Moisés se dedicaba a tallar la madera y tomó gusto por hacer enanos de jardín a los que coloreaba y daba algún rasgo distintivo, de modo que cada parterre o balconada habitado por una de sus esmeradas tallas, adquiría un sello propio que todos los afortunados propietarios tenían en gran estima.
Una buena mañana, soleada y adornada por el trinar de las aves, Moisés oyó cómo el repiqueteo de los cascos de caballo de una calesa cesaba al llegar a la altura de su taller. Dejó el buril a un lado, se limpió las virutas de madera del mandil, y esperó atento a las sombras que se filtraban bajo la puerta. Poco tardó en presentarse un personaje bien rasurado y peinado, ataviado de ricas telas, y con ademanes cortesanos, que así habló:
‒ ¿Eres Moisés el artesano que hace enanos?
‒ Sí, lo soy; para servirle‒, respondió nuestro hombre con una breve inclinación de cabeza en reconocimiento a la hidalguía que percibiera en su interlocutor.

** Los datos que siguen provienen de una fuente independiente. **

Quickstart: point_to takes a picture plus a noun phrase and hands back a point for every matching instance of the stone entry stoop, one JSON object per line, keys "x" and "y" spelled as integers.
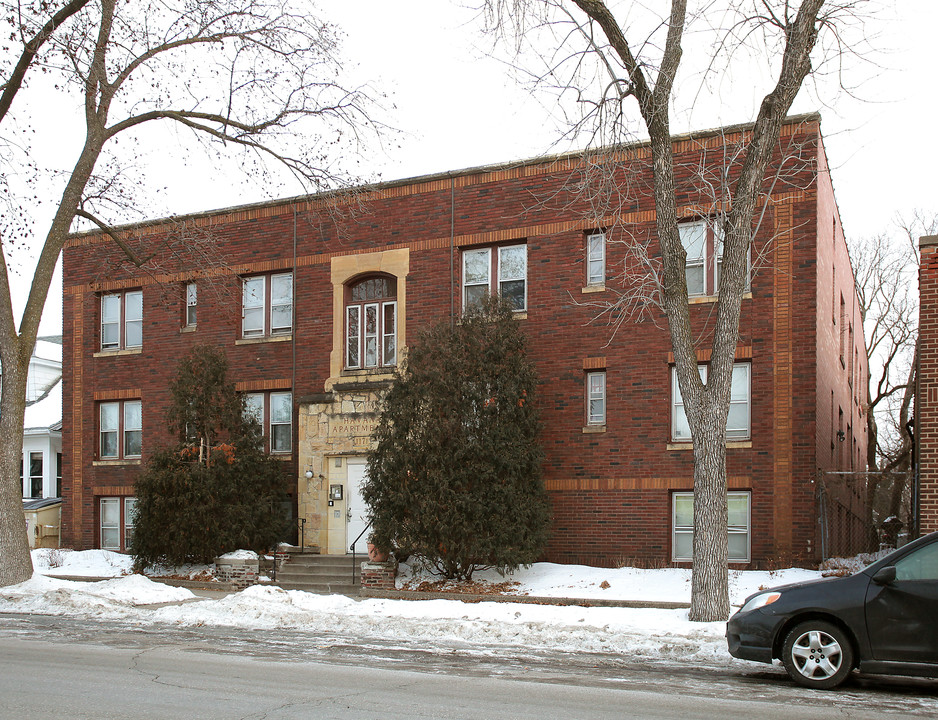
{"x": 324, "y": 574}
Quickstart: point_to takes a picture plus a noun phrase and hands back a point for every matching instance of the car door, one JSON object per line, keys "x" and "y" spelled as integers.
{"x": 901, "y": 614}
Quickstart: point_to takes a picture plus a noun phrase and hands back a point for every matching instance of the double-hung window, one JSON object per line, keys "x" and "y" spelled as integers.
{"x": 596, "y": 398}
{"x": 371, "y": 323}
{"x": 120, "y": 429}
{"x": 703, "y": 243}
{"x": 738, "y": 526}
{"x": 502, "y": 270}
{"x": 122, "y": 320}
{"x": 273, "y": 412}
{"x": 192, "y": 303}
{"x": 596, "y": 259}
{"x": 267, "y": 305}
{"x": 35, "y": 474}
{"x": 117, "y": 516}
{"x": 738, "y": 421}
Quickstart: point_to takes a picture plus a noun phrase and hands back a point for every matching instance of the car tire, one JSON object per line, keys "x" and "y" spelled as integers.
{"x": 817, "y": 654}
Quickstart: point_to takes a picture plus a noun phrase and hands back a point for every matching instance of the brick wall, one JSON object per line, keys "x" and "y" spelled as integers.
{"x": 611, "y": 491}
{"x": 927, "y": 400}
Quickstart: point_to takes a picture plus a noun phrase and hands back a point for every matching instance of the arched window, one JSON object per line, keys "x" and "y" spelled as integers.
{"x": 371, "y": 323}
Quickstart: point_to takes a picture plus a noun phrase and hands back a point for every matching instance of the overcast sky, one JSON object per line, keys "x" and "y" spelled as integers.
{"x": 457, "y": 107}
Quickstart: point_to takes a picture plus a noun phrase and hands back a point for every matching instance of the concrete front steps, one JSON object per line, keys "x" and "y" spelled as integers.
{"x": 324, "y": 574}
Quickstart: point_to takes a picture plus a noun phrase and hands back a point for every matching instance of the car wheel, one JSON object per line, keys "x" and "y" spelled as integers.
{"x": 817, "y": 654}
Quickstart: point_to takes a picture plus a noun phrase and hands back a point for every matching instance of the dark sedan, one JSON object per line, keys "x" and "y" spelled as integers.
{"x": 884, "y": 619}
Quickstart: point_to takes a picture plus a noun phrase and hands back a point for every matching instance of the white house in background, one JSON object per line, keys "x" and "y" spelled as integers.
{"x": 42, "y": 426}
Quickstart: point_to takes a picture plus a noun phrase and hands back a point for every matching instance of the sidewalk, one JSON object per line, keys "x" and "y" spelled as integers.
{"x": 215, "y": 591}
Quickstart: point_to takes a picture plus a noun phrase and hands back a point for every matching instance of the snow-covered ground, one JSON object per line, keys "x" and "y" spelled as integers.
{"x": 651, "y": 634}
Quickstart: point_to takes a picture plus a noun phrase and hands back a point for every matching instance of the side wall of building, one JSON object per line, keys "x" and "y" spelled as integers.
{"x": 927, "y": 399}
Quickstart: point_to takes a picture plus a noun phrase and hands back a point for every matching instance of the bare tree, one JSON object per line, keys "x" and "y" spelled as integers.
{"x": 603, "y": 57}
{"x": 259, "y": 77}
{"x": 886, "y": 277}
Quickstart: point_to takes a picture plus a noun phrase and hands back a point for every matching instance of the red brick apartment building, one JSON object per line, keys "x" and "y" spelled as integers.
{"x": 926, "y": 406}
{"x": 314, "y": 300}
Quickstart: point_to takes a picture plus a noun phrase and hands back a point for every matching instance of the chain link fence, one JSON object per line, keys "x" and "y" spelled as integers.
{"x": 863, "y": 512}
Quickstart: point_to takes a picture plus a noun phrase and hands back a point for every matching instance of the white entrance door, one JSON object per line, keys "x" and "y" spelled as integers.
{"x": 357, "y": 511}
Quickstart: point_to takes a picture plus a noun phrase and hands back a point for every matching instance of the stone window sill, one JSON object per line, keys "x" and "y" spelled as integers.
{"x": 118, "y": 353}
{"x": 730, "y": 445}
{"x": 266, "y": 339}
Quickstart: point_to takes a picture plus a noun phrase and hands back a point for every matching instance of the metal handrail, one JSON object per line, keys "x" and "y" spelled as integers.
{"x": 352, "y": 549}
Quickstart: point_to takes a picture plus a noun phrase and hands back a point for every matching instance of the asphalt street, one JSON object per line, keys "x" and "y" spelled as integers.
{"x": 52, "y": 666}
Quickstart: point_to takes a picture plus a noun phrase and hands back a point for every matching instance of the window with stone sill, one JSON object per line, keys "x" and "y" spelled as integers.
{"x": 371, "y": 323}
{"x": 120, "y": 430}
{"x": 267, "y": 305}
{"x": 596, "y": 259}
{"x": 501, "y": 270}
{"x": 596, "y": 398}
{"x": 273, "y": 412}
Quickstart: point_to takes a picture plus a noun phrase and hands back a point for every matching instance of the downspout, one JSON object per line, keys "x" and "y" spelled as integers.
{"x": 452, "y": 250}
{"x": 296, "y": 425}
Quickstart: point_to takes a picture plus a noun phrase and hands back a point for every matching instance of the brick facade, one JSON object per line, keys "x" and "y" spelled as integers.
{"x": 926, "y": 431}
{"x": 611, "y": 487}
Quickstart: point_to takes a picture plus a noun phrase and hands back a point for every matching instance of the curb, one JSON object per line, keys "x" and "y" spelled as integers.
{"x": 175, "y": 582}
{"x": 416, "y": 595}
{"x": 528, "y": 599}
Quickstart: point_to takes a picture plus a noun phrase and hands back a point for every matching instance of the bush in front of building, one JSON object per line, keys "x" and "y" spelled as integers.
{"x": 216, "y": 490}
{"x": 455, "y": 477}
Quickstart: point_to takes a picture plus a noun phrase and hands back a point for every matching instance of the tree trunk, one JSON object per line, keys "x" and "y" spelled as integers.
{"x": 709, "y": 587}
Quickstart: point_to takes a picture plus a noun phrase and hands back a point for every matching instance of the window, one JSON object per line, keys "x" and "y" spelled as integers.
{"x": 120, "y": 429}
{"x": 596, "y": 398}
{"x": 703, "y": 243}
{"x": 117, "y": 523}
{"x": 122, "y": 320}
{"x": 738, "y": 419}
{"x": 192, "y": 301}
{"x": 596, "y": 259}
{"x": 371, "y": 323}
{"x": 273, "y": 411}
{"x": 738, "y": 526}
{"x": 501, "y": 269}
{"x": 35, "y": 474}
{"x": 267, "y": 305}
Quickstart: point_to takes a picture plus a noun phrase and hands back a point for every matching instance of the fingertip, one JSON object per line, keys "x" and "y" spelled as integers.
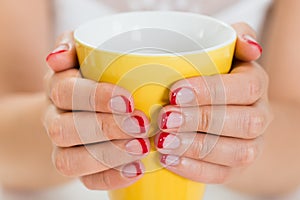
{"x": 64, "y": 55}
{"x": 247, "y": 48}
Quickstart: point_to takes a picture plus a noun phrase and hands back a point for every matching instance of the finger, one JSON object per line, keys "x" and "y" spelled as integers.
{"x": 64, "y": 55}
{"x": 69, "y": 91}
{"x": 113, "y": 179}
{"x": 196, "y": 170}
{"x": 244, "y": 122}
{"x": 94, "y": 158}
{"x": 247, "y": 48}
{"x": 76, "y": 128}
{"x": 246, "y": 83}
{"x": 226, "y": 151}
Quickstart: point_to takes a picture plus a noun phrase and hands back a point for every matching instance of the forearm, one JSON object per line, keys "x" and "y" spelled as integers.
{"x": 25, "y": 150}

‒ Soy el chambelán del Rey. Hasta palacio ha llegado la fama de tus enanos y Su Majestad quiere que le hagas uno para adornar su patio privado.
‒ Nada más fácil, mi señor‒, y diciendo esto se giró y tomó el primer enano que, alineado con otros, descansaba en una repisa a sus espaldas, y se lo ofreció a su distinguido visitante con una sonrisa beatífica.
Ello provocó una sonrisa no menos beatífica en el chambelán, y como si explicase a un colegial la obviedad más obvia del universo, le aclaró benévolo mientras abría mucho los ojos:
‒ Mi querido maese Moisés; creo que igual no me he explicado bien. Se trata de un enano para el Rey …
La respuesta del buen artesano, no se hizo esperar:
‒ Excelencia; todos mis enanos están hechos como si fuesen para el Rey.